I met his eyes, the two of us nodding. "I'm just a lowly deputy sheriff, looking to get ahead in a hard and dangerous world. That's all, Prince." I swallowed. "Carlos."

He arched an eyebrow. "You want my number, Deputy Weber? So you can reach out when you have needs?" He snickered. "Or do you just want to type your contact info into my phone next to a pic of those fine-ass titties I nutted all over?"

"I told you," I hissed, "stop that." I reached for my pocket and pulled out my phone. "That was a long time ago, Carlos. A random drunken night."

"A fun random drunken night," he winked. He rapped out his phone number. "Deputy Weber. What's your first name, baby?"

"Colleen," I told him automatically. I named his contact Prince Carlos.

He nodded. "Me and my boys always make sure the ladies have fun. Speaking of which..." He gestured meaningfully back toward the living room. "I'm not getting paid to stand here talking to you, Sister Colleen. You know?"

"Keep the noise down," I nodded evenly, "and make sure I don't get called back here. Because if Dispatch sends me back to the same location a second time, my captain's going to expect an arrest."

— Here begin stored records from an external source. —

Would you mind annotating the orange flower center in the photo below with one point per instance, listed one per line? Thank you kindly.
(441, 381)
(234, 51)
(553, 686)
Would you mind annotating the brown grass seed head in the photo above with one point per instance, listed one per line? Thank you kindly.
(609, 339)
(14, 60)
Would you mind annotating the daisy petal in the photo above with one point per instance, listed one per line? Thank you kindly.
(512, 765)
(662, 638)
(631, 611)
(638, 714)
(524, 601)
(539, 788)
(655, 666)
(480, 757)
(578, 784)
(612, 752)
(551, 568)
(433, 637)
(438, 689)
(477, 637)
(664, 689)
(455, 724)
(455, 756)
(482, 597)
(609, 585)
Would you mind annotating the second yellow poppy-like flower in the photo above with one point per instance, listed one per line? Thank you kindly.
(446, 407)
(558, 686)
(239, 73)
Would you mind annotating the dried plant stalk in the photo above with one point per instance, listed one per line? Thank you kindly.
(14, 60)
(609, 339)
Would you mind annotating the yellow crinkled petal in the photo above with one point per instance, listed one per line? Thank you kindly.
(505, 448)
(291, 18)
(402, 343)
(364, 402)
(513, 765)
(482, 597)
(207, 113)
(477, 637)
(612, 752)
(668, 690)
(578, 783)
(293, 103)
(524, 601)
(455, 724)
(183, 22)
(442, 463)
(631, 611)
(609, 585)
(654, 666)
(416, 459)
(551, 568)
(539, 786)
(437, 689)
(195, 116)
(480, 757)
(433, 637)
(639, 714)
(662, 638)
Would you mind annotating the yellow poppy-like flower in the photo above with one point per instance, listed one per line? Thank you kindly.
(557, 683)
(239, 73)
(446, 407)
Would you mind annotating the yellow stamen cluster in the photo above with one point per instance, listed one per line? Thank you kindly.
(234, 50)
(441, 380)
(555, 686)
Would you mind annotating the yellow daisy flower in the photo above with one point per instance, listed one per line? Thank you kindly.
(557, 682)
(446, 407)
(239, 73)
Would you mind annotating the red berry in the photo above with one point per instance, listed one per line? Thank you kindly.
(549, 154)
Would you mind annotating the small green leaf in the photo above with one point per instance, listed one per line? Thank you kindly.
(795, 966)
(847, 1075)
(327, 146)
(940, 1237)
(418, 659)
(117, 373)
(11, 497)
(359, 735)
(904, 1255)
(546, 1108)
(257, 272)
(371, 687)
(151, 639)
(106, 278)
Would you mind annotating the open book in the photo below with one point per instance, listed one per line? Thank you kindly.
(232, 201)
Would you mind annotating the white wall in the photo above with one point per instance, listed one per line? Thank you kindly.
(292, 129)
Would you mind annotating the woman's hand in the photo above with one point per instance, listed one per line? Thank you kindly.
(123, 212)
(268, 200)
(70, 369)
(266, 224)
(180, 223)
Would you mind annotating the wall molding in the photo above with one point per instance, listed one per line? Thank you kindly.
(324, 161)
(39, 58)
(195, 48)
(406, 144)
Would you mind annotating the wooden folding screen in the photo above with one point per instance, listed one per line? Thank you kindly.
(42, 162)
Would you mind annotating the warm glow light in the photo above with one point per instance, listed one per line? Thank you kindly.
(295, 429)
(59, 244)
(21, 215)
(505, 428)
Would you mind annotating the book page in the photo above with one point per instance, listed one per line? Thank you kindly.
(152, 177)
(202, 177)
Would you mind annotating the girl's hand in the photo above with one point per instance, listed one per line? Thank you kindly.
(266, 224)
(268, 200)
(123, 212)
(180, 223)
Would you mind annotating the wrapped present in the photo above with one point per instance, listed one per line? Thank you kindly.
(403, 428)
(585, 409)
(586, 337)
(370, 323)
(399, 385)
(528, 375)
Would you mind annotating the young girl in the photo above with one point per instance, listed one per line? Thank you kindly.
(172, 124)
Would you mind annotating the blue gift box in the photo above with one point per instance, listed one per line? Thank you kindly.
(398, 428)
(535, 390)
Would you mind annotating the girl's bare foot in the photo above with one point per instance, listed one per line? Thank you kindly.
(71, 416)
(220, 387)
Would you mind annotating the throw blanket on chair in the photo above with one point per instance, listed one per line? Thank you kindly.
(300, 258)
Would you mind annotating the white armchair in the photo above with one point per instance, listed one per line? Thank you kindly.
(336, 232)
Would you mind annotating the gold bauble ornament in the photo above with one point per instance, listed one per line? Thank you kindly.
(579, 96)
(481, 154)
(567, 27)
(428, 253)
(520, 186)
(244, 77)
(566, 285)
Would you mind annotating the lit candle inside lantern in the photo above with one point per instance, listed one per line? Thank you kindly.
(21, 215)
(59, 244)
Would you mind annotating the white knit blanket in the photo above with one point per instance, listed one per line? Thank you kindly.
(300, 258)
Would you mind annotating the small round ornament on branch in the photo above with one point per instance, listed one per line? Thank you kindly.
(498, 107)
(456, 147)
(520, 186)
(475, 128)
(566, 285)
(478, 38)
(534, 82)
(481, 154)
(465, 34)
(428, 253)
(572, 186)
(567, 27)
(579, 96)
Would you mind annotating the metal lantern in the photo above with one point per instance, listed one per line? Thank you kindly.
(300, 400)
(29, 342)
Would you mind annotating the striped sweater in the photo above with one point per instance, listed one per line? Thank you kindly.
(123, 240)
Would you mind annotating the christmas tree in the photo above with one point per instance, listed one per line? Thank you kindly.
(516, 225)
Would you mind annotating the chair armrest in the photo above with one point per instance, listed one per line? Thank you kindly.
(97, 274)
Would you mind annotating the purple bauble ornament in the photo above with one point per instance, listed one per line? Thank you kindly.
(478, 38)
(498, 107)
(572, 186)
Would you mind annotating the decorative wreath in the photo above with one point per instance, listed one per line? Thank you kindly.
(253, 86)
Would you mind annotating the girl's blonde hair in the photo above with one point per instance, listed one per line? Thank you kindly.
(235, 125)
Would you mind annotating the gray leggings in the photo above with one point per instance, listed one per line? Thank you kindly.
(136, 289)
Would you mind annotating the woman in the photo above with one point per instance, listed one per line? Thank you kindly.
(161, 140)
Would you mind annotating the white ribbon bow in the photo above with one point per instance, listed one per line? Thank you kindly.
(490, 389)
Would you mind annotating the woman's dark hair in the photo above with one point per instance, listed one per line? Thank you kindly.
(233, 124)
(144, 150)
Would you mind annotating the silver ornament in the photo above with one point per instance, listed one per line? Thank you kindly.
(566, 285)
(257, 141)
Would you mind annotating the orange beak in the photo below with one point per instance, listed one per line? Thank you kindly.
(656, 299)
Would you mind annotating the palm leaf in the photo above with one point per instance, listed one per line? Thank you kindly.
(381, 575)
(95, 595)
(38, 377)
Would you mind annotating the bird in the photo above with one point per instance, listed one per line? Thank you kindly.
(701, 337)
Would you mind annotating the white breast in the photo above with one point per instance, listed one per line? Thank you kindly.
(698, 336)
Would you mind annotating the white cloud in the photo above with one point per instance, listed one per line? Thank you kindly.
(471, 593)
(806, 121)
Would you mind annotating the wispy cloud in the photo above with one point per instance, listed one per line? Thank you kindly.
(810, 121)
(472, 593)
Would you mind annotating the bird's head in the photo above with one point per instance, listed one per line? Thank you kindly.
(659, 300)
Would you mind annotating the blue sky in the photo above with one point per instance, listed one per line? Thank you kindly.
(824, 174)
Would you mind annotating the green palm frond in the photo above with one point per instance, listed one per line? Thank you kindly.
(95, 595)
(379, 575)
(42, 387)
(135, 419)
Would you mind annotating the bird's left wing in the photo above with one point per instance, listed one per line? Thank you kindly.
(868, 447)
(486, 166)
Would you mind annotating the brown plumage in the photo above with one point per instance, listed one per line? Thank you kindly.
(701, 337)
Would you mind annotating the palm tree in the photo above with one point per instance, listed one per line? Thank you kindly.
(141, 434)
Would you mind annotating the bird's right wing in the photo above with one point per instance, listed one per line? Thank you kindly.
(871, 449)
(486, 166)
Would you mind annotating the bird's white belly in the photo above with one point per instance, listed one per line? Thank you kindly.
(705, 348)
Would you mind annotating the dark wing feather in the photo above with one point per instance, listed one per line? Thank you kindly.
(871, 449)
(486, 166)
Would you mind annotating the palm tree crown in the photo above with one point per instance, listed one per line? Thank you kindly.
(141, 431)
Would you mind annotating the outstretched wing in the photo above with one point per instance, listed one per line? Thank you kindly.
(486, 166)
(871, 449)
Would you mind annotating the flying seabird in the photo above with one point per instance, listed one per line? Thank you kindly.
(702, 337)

"Got it." He was already back up to half-mast, as I couldn't help but notice. "And I'll look for a bone or two to throw you, babe." He wiggled his hips, that fat cock of his swinging side to side like a battleship gun. I couldn't look away. "So to speak."

"You do that." I reached up, adjusting my Stetson. "Nice, uh, seeing you. Again."

"I can tell." He grinned, smug. "Stay safe out there, Deputy Weber."

* * *

I hitched up my gunbelt as I left the party house, the snide giggles starting up even before the door shut behind me. They'd be laughing about me for the rest of the night, but I didn't care. As long as they kept the fucking music down.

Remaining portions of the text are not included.